Dieci anni fa si parlava di “Quarto Reich”, di una Germania che colonizzava la zona euro imponendole le sue austere regole di bilancio. Oggi ci ritroviamo invece una “Germanietta” con un governucolo guidato da un quaquaraquà come Scholz, che non riuscirebbe a farsi prendere sul serio neppure dal suo usciere. A questo punto risulta un po’ difficile continuare a sostenere la recita dell’Italietta spendacciona che sarebbe costretta suo malgrado a stringere la cinghia dall’austera Germania. A qualche malpensante potrebbe sorgere il dubbio che in tutti questi anni l’oligarchia nostrana si sia nascosta dietro la Germania per attuare un’austerità che va inevitabilmente a favore della concentrazione della ricchezza.
Contrariamente a ciò che si fa credere, quasi mai l’austerità ha comportato una diminuzione della spesa pubblica, bensì si è tradotta soprattutto in una stretta fiscale, particolarmente pressante sulle imposte indirette. Dal 1996 al 2021 le accise sulla benzina sono state aumentate sei volte da governi del centrodestra (i governi anti-tasse?!), due volte da governi di centrosinistra e tre volte dal governo Monti, cioè quello considerato “austero” per antonomasia.

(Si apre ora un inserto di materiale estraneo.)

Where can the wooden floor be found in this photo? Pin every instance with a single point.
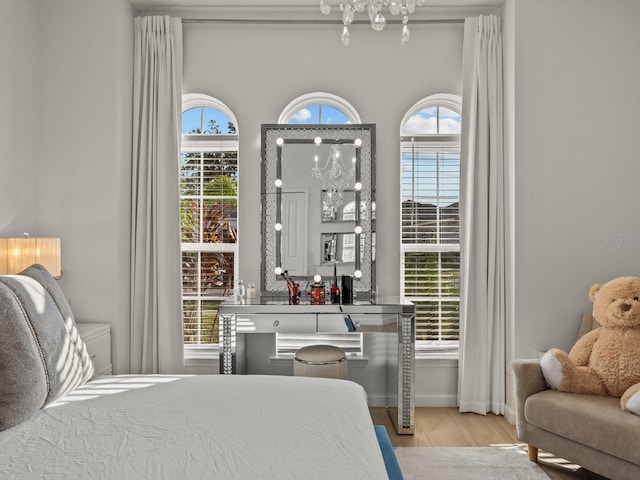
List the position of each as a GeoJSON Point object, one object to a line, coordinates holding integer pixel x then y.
{"type": "Point", "coordinates": [447, 427]}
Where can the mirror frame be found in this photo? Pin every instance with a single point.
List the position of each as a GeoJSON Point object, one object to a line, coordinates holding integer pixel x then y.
{"type": "Point", "coordinates": [274, 138]}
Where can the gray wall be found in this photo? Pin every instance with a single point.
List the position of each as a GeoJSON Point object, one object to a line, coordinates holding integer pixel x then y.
{"type": "Point", "coordinates": [66, 143]}
{"type": "Point", "coordinates": [257, 70]}
{"type": "Point", "coordinates": [571, 72]}
{"type": "Point", "coordinates": [576, 160]}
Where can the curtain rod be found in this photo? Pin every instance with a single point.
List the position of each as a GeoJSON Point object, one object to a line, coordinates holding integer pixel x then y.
{"type": "Point", "coordinates": [267, 21]}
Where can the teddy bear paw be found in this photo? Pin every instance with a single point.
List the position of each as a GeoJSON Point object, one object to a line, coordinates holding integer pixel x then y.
{"type": "Point", "coordinates": [552, 370]}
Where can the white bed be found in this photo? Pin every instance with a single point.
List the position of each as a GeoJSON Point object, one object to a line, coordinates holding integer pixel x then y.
{"type": "Point", "coordinates": [198, 427]}
{"type": "Point", "coordinates": [56, 424]}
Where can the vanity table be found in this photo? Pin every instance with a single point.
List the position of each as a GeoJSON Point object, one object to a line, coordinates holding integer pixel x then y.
{"type": "Point", "coordinates": [272, 314]}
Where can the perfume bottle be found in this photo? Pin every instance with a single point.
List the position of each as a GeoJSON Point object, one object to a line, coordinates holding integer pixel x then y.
{"type": "Point", "coordinates": [335, 289]}
{"type": "Point", "coordinates": [317, 291]}
{"type": "Point", "coordinates": [294, 292]}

Il termine moralistico “austerità” si traduce appunto in aumento delle imposte indirette, cioè maggiore tassazione sui contribuenti poveri. Le accise sui carburanti rappresentano un caso evidente di spremitura fiscale dei più poveri, tassati anche per potersi trasferire al posto di lavoro, ed inoltre privati di potere d’acquisto, con effetto di caduta della domanda.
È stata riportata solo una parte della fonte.